Captain Sir Dominic Flandry of the Intelligence Corps, Imperial Terrestrial Navy continues to fight, usually against the Merseians, who plot to overthrow the Terran Empire and replace it with their own. If Flandry’s fight is not always the elusive Good Fight, at least it’s usually the best possible fight that circumstances allow. 

There’s a greater fight: against the fall of the Terran Empire and the Long Night which will fall across the known region of the galaxy. But the Empire is fatally flawed, its fall is inevitable, and that fight cannot be won. Time is always on entropy’s side, and social systems built by humans and other sentient beings have their own entropy. 

That’s on a galactic scale. On a smaller, human (or other sentient being’s) scale, Flandry can win, though his victory may come with a price. Sometimes that price is one which Flandry would not have paid, if he had any choice . . . 

I’ve covered this ground in introductions to previous volumes in the Technic Civilization series, and I don’t want to rehash the basics of Flandry’s universe yet again. But I did want to give a short orientation to the reader who picks up this volume without having read its predecessors. 

Now, onto fights which can be won (but, don’t forget, sometimes with a price). This volume of the unified Technic Civilization series begins with Flandry visiting a planet and finding that he’s walked into a trap. The planet’s ruling class has what looks like a foolproof way of keeping the masses—and Flandry—in line. However, foolproof doesn’t mean Flandryproof. The planet has a Plague of Masters, but Flandry is the cure for that plague. And watch for a mention of a now legendary historical figure named van Rijn. 

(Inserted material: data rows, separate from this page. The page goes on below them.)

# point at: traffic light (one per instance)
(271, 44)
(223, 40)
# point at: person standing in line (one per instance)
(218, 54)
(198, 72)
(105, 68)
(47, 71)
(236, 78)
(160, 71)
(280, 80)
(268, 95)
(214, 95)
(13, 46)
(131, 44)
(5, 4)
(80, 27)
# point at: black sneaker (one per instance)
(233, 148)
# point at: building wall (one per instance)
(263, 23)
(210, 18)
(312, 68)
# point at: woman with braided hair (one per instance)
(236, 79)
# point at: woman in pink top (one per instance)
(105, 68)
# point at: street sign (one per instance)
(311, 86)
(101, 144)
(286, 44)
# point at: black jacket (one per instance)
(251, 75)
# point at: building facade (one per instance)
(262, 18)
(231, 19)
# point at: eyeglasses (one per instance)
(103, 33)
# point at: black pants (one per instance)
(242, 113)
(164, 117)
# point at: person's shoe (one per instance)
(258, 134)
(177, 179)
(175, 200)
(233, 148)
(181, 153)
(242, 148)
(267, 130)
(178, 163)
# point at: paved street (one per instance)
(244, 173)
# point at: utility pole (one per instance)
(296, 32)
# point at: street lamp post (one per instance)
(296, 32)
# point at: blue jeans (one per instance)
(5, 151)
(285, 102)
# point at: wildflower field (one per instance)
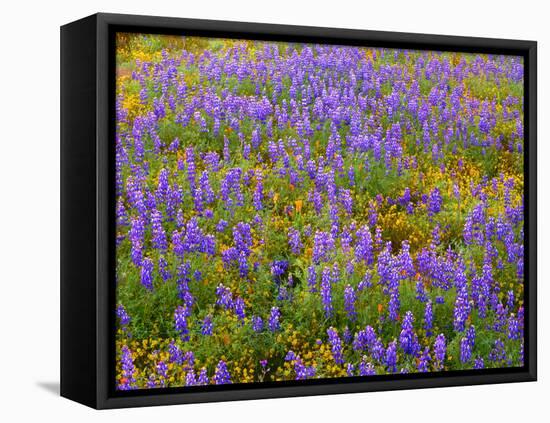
(293, 211)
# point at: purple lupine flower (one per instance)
(257, 324)
(440, 349)
(479, 363)
(176, 354)
(394, 304)
(326, 291)
(302, 371)
(312, 278)
(222, 224)
(428, 318)
(207, 326)
(336, 345)
(136, 234)
(465, 350)
(294, 241)
(274, 319)
(224, 297)
(391, 357)
(510, 300)
(128, 370)
(122, 315)
(243, 264)
(498, 352)
(435, 202)
(514, 331)
(180, 322)
(162, 370)
(190, 378)
(363, 246)
(203, 377)
(366, 368)
(471, 335)
(366, 282)
(221, 375)
(238, 305)
(420, 292)
(258, 192)
(163, 269)
(323, 246)
(424, 360)
(500, 318)
(408, 339)
(462, 306)
(147, 273)
(349, 302)
(158, 233)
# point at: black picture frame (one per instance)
(87, 209)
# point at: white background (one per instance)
(29, 199)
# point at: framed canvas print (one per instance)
(255, 211)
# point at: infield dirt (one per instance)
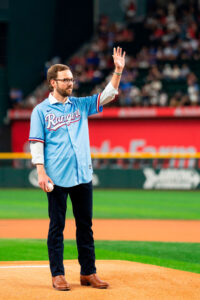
(128, 281)
(124, 230)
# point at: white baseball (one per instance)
(50, 187)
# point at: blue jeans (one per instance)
(81, 197)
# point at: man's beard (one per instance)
(64, 92)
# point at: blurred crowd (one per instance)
(162, 61)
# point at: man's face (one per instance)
(63, 83)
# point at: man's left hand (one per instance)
(119, 59)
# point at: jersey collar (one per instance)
(53, 100)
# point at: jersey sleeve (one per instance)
(90, 104)
(36, 127)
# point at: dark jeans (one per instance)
(81, 197)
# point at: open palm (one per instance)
(119, 58)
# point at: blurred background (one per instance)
(157, 110)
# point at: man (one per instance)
(60, 150)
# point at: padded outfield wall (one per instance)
(163, 130)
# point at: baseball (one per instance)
(50, 187)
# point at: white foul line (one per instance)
(14, 267)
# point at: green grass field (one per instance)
(114, 204)
(122, 204)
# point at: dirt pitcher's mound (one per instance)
(128, 280)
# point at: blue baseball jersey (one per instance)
(63, 128)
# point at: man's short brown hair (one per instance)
(53, 71)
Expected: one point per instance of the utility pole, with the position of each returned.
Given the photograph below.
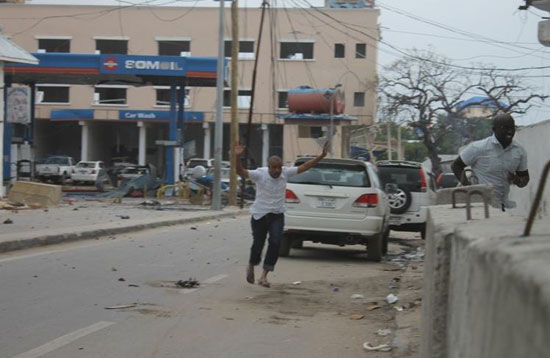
(389, 140)
(234, 104)
(218, 131)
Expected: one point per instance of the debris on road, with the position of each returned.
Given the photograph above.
(391, 298)
(120, 307)
(191, 283)
(381, 348)
(383, 332)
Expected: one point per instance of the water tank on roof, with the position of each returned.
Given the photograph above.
(310, 100)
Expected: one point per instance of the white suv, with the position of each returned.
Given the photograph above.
(339, 202)
(416, 190)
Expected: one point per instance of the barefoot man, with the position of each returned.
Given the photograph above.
(268, 208)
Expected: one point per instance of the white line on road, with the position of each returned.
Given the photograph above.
(64, 340)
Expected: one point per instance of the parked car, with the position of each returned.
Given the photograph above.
(57, 168)
(415, 191)
(87, 172)
(339, 202)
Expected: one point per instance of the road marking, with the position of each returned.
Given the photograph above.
(214, 279)
(64, 340)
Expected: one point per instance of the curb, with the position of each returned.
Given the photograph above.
(20, 244)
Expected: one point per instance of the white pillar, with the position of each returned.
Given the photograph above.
(265, 145)
(2, 129)
(142, 143)
(84, 141)
(206, 151)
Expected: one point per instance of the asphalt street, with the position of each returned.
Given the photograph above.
(116, 297)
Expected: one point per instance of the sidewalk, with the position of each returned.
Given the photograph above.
(79, 218)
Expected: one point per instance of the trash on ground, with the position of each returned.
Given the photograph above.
(120, 307)
(383, 332)
(381, 348)
(191, 283)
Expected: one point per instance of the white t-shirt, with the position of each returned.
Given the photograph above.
(491, 164)
(270, 192)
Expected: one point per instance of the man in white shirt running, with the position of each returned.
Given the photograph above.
(268, 208)
(498, 160)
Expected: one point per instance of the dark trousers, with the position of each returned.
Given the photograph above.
(272, 224)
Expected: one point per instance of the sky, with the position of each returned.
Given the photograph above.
(466, 32)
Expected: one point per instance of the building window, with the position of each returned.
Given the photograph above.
(339, 50)
(243, 99)
(110, 95)
(310, 132)
(246, 49)
(359, 99)
(119, 47)
(360, 50)
(174, 48)
(296, 50)
(52, 94)
(282, 102)
(54, 45)
(163, 96)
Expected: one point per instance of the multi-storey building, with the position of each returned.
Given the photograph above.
(317, 47)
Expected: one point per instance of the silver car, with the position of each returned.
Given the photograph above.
(339, 202)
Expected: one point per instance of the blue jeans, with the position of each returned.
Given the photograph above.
(272, 224)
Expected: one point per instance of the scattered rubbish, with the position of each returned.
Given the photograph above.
(120, 307)
(383, 332)
(191, 283)
(380, 348)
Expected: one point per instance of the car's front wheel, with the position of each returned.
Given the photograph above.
(374, 247)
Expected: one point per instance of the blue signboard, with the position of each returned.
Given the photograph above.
(137, 115)
(142, 65)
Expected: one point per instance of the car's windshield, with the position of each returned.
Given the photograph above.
(86, 165)
(336, 174)
(56, 160)
(407, 177)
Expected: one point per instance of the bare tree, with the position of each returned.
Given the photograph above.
(423, 86)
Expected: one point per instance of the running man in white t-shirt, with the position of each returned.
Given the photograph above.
(268, 208)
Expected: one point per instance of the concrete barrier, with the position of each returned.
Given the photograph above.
(486, 289)
(38, 194)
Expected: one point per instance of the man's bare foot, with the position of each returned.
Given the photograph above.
(250, 274)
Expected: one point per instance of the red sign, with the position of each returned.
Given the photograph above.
(110, 64)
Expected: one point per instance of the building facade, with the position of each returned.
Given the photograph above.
(316, 47)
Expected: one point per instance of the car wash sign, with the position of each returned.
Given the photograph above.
(142, 65)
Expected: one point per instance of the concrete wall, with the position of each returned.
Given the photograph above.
(486, 289)
(534, 139)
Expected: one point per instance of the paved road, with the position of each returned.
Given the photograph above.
(53, 300)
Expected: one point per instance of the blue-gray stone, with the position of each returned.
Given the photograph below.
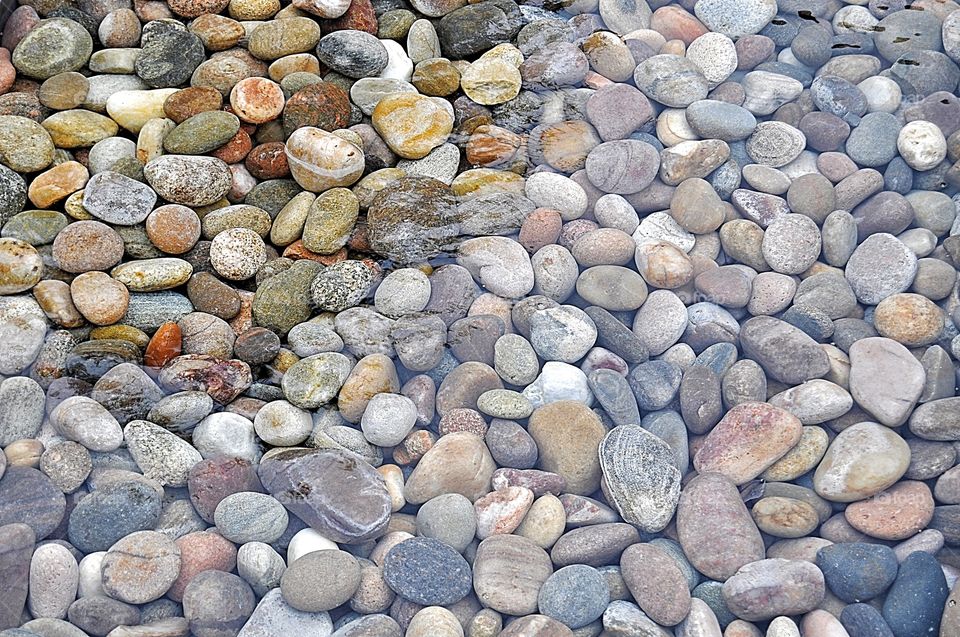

This episode of Flandry’s illustrious career doesn’t have galactic implications: just one planet under a tyranny, one inhabited planet among millions, out of touch with other worlds and likely to go on as it has even after the Empire falls. The inhabitants of the planet would have a different perspective, of course. And it hardly needs mentioning that the reader will get a first-class action yarn. But if a larger perspective is desired, Hunters of the Sky Cave delivers that in spades. 

This novel-length Flandry was my introduction to Captain Sir Dominic Flandry when I read a shorter version in Amazing Stories a few decades ago. It was also my introduction to Flandry’s frequent adversary, Aycharaych, a mysterious alien with telepathic powers, working with (but not quite for) the Merseians. This time, we learn that Aycharaych has a passion for the 20th century composer Richard Strauss, and the tone poem Death and Transfiguration in particular. One is tempted to speculate on that choice, since Strauss is known not only for his music (particularly since 2001: A Space Odyssey, which was nearly a decade in the future when this novel was published) but also for his coziness with the Nazis, which might be compared to Aycharaych’s alliance with the Merseians. And the subject matter of the tone poem might be compared with what the reader finally will learn about Aycharaych and his people . . . 

But Aycharaych is not the only fascinating alien in town. Chives, Flandry’s valet-cum-butler, has a large part here (and will reappear in the two yarns which follow). This omnicompotent chap seems to be P. G. Wodehouse’s immortal Jeeves reincarnated in an alien body, this time with an employer who isn’t an upper class twit. There are also the Ymirites, very unusual beings who evolved on a gas giant and have colonized Jupiter, whose crushing pressure, poisonous (to humans) atmosphere, and temperatures far colder than anywhere on Earth are as a spring day to them. And check out the colorful non-humans in Flandry’s task force near the end of the novel. 

There’s no shortage of action, either.  Plus memorable observations from Flandry, such as, “I don’t want to die so fast I can’t feel it. I want to see death coming, and make the stupid thing fight for every centimeter of me.” Or, “Let civilization hang together long enough for Dominic Flandry to taste a few more vintages, ride a few more horses, kiss a lot more girls and sing another ballad or two. That would suffice. At least, it was all he dared hope for.” 

The shortest yarn here, “The Warriors from Nowhere” is the earliest of these tales to be written. It appeared in that notable sf adventure pulp, Planet Stories, in 1954, under the more pulpish title of “The Ambassadors of Flesh” and with an equally pulpish cover by the late, great Kelly Freas. The version here was somewhat rewritten by Poul Anderson when it first appeared in 1979, but the headlong action typical of Planet still remains, with Chives again being conspicuously indispensible. (“One of nature’s noblemen,” Flandry calls him.) 

Then comes the longest episode, A Knight of Ghosts and Shadows. Flandry and Aycharaych have their final showdown, and we finally learn the secret of the latter’s homeworld, Chereion—and also learn just how tragic a figure Aycharaych is. Without giving away too much of what is a pivotal episode in Flandry’s part of the Technic Civilization saga, I’ll only say that Aycharaych has long been playing with sentient beings as if they were pieces on a cosmic chessboard, and this time two of the pieces had too much importance to Flandry—and Aycharaych is going to pay. Go read the story. 

Flandry will return (Admiral Flandry, that is) in the next and final volume of the Technic Civilization saga, Flandry’s Legacy, which will also contain stories set long after Flandry had left the stage. There’s one story set during the Long Night, plus three more tales set in the time when galactic civilization is beginning to rise again. But there’s plenty of Flandry in the book. Not to mention Chives. And Flandry isn’t going to let a little thing such as being promoted to Admiral keep him stuck behind a desk—but I’ll save that for next time. 

In the meantime, I should mention that the online version of this book has a bonus: “Lurex and Gold,” another of Sandra Miesel’s essays on the Technic Civilization universe, which is far more perceptive and gracefully written than this introduction.